Damit sind jetzt 61 Barnimer nach einer Infektion mit dem Coronavirus gestorben. Das neueste Todesopfer war in Eberswalde zu Hause, 83 Jahre alt und vorerkrankt.
Seit Ausbruch der Pandemie im März hat es im Landkreis inzwischen 1613 positiv laborbestätigte Covid-19-Fälle gegeben.

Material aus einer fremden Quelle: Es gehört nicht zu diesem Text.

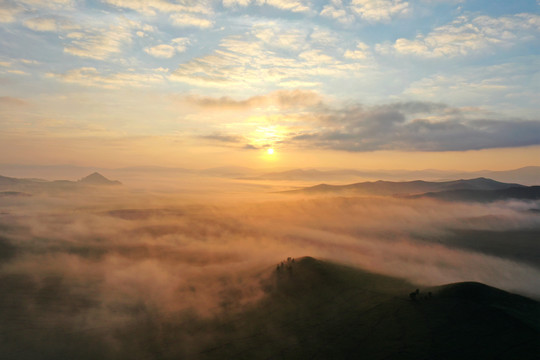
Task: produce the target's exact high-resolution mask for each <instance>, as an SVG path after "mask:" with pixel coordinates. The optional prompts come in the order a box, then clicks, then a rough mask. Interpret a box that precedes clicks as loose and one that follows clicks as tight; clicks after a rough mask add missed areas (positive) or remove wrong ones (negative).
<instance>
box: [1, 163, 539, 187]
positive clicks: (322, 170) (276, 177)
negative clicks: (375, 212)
mask: <svg viewBox="0 0 540 360" xmlns="http://www.w3.org/2000/svg"><path fill="white" fill-rule="evenodd" d="M94 171H98V172H105V173H107V174H111V175H114V176H116V177H122V178H126V177H129V176H132V175H143V174H153V175H160V176H180V175H194V176H209V177H224V178H229V179H242V180H251V181H267V180H271V181H303V182H359V181H373V180H378V179H382V180H388V181H410V180H416V179H424V180H429V181H444V180H450V179H472V178H478V177H486V178H490V179H494V180H497V181H501V182H509V183H520V184H526V185H540V166H527V167H522V168H519V169H511V170H504V171H491V170H481V171H473V172H463V171H449V170H436V169H424V170H358V169H314V168H312V169H274V170H272V171H269V170H264V169H252V168H248V167H240V166H220V167H214V168H209V169H187V168H179V167H163V166H131V167H124V168H116V169H110V168H96V167H81V166H72V165H50V166H44V165H16V164H11V165H9V164H0V173H2V174H8V176H13V177H35V176H39V177H44V178H56V177H66V178H76V177H81V176H83V175H84V174H88V173H89V172H94Z"/></svg>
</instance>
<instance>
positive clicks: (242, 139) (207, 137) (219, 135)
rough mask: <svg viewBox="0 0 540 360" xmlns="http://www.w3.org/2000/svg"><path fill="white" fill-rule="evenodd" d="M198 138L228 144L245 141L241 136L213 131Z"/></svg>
mask: <svg viewBox="0 0 540 360" xmlns="http://www.w3.org/2000/svg"><path fill="white" fill-rule="evenodd" d="M200 138H201V139H205V140H211V141H217V142H221V143H227V144H229V143H232V144H236V143H240V142H245V139H244V137H242V136H239V135H230V134H220V133H214V134H210V135H202V136H200Z"/></svg>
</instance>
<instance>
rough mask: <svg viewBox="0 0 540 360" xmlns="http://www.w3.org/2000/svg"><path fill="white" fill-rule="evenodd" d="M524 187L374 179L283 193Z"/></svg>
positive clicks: (408, 190)
mask: <svg viewBox="0 0 540 360" xmlns="http://www.w3.org/2000/svg"><path fill="white" fill-rule="evenodd" d="M520 187H525V186H524V185H520V184H510V183H502V182H498V181H495V180H491V179H487V178H476V179H469V180H453V181H441V182H430V181H422V180H416V181H404V182H394V181H382V180H379V181H375V182H361V183H355V184H349V185H327V184H320V185H316V186H311V187H307V188H302V189H298V190H291V191H285V192H284V193H304V194H325V193H339V194H358V195H419V194H423V193H427V192H440V191H451V190H501V189H508V188H520Z"/></svg>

Das sind 19 Fälle mehr als 24 Stunden zuvor. Zugleich gelten mittlerweile 1119 Patienten als genesen. Das ist ein Anstieg um 81 Fälle innerhalb eines Tages. Dies geht aus dem Lagebericht des Barnimer Gesundheitsamtes vom 1. Dezember, 13 Uhr, zum Coronavirus hervor.

Rückgang bei akut an Corona Erkrankten im Barnim

Aktuell gibt es 433 akut an Covid-19 Erkrankte. Betroffen sind 101 (+2, -14) Patienten in Eberswalde, 96 (+1, -30) in Bernaun, 46 (+1, -6) in Wandlitz, jeweils 40 in Panketal (+1, -6) und Biesenthal-Barnim (+8, -2), 34 (-6) in Ahrensfelde, 29 (+4, -5) in Schorfheide, 22 (+1, -3) in Britz-Chorin-Oderberg, 16 (+1, -7) in Werneuchen und neun (-2) in Joachimsthal (Schorfheide).
Die Zahl der Verdachtsfälle in Quarantäne ist im Barnim um 178 auf 1691 gesunken. Es geht um 518 (-54) Patienten in Bernau, 308 (-9) in Eberswalde, 149 (+16) in Panketal, 144 (-54) in Biesenthal-Barnim, 136 (-2) in Wandlitz, 132 (-41) in Joachimsthal (Schorfheide), 79 (+3) in Schorfheide, 63 (+10) in Britz-Chorin-Oderberg und 61 (+3) in Werneuchen.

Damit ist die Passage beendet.